PALO ALTO – Wednesday 6 pm. State Theatre
2013 | USA | R | 100 min.
Based on a book by pop provocateur James Franco, “Palo Alto” is that rare teen movie that vividly captures the beautiful rapture and intense indifference of youth in a manner that is both decidedly of its time and somehow also timeless. A dreamily evocative portrait of teenagers trapped in their suburban milieu, this film follows April (Emma Roberts), the prototypical girl next door—shy, sensitive, and yearning for Teddy (Jack Kilmer, whose father Val makes a cameo), the sweetly lost boy next door. But despite a shared affection, adolescent indecisiveness keeps them apart and April suddenly finds herself engaged in an illicit flirtation with her soccer coach (James Franco). A remarkable debut from director Gia Coppola—proving some things really do just run in the family—her decidedly mature direction marks the entrance of a bold and exciting new voice in American cinema.
RUBBER SOUL – Friday 6 pm. Old Town Playhouse and Sunday 12 pm. Bijou
2014 | USA | NR | 84 min.
Just when you thought the Beatles had been done every which way from Sunday and back, director Jon Lefkovitz comes along with a completely fresh take on the legendary band’s story. John Lennon and Yoko Ono gave Rolling Stone’s Jann S. Wenner an interview in December 1970 for the release of “Plastic Ono Band.” Ten years later, while recording “Double Fantasy,” they agreed to an interview with Playboy, just three months before Lennon’s assassination. Lefkovitz took verbatim chunks of the interviews from transcripts and had Joseph Bearor and Denice Lee reenact them (although Ono mostly sits quietly while Lennon talks). He then expertly edited them together, cutting back and forth in time to create a fascinating and revealing look at the repetitive nature of celebrity interviews, and at John Lennon, the musician and the man.

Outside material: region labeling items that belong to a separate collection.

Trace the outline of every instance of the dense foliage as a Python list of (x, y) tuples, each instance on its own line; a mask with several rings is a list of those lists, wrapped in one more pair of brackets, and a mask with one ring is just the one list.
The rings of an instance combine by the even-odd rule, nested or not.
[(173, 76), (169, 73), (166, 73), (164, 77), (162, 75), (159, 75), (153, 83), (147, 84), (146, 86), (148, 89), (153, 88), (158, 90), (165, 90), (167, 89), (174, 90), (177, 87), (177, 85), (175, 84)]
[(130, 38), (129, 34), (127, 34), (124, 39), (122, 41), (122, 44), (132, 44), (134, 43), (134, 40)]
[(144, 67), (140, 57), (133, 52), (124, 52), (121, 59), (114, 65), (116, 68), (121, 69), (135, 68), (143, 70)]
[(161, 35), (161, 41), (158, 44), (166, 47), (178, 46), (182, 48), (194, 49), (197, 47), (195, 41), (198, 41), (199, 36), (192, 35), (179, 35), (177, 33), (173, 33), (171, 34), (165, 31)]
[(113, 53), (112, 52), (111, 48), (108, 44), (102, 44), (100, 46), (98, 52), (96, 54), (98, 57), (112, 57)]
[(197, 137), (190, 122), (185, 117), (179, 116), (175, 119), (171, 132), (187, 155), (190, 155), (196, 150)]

FRI 6 PM OTP | SUN 12 NOON BIJ
SUMMER OF BLOOD – Wednesday 12 am. Old Town Playhouse and Thursday 9 pm. Bijou
2014 | USA | NR | 86 min.
Part Woody Allen-esque self-deprecator, part schlubby-but-loveable Judd Apatovian man-child, writer-director-star Onur Tukel is a force to be reckoned with in this outrageously hilarious and goofy comedy. Tukel plays Eric, an egotistical and unambitious complainer who doesn’t have the good sense to say yes when his far-too- good-for-him girlfriend proposes. With limited career prospects, an inability to commit, and severe shortcomings in the bedroom, Eric is just about every Match.com-er’s worst nightmare. But just when our bumbling antihero seems to have hit rock bottom following a bizarre encounter one night, he wakes up with a new lease on life—and an insatiable thirst for blood. Transformed into a literal lady-killer, Eric embarks on a quest to win back the one that got away in this freewheeling Brooklyn love story.
WILD CANARIES – Thursday 9 pm. Old Town Playhouse and Saturday 9 pm. Bijou
2014 | USA | NR | 98 min.
Classic mystery lovers will rejoice at this affectionate amateur detective adventure that casts a Brooklyn couple as a sort-of hipster Nick and Nora Charles. Barri (Sophia Takal) is an inquisitive ball of energy, so naturally she suspects foul play following the death of her elderly neighbor, and sets out with childlike enthusiasm to investigate. With the help of her roommate Jean (Alia Shawkat of “Arrested Development”), Barri embarks on a shenanigans-heavy surveillance mission—while her boyfriend Noah (director Lawrence Michael Levine) unsuccessfully attempts to rein her in, thinking his partner’s imagination is running wild after watching a little too much Hitchcock. But as the evidence starts to pile up, the unlikely sleuths uncover secrets harbored within their apartment building that paint everyone in a suspicious light. Also starring Jason Ritter (“Parenthood”) and TCFF perennial Kevin Corrigan, this is not your typical Brooklyn-set American indie, but a witty farce with a smart sensibility all its own.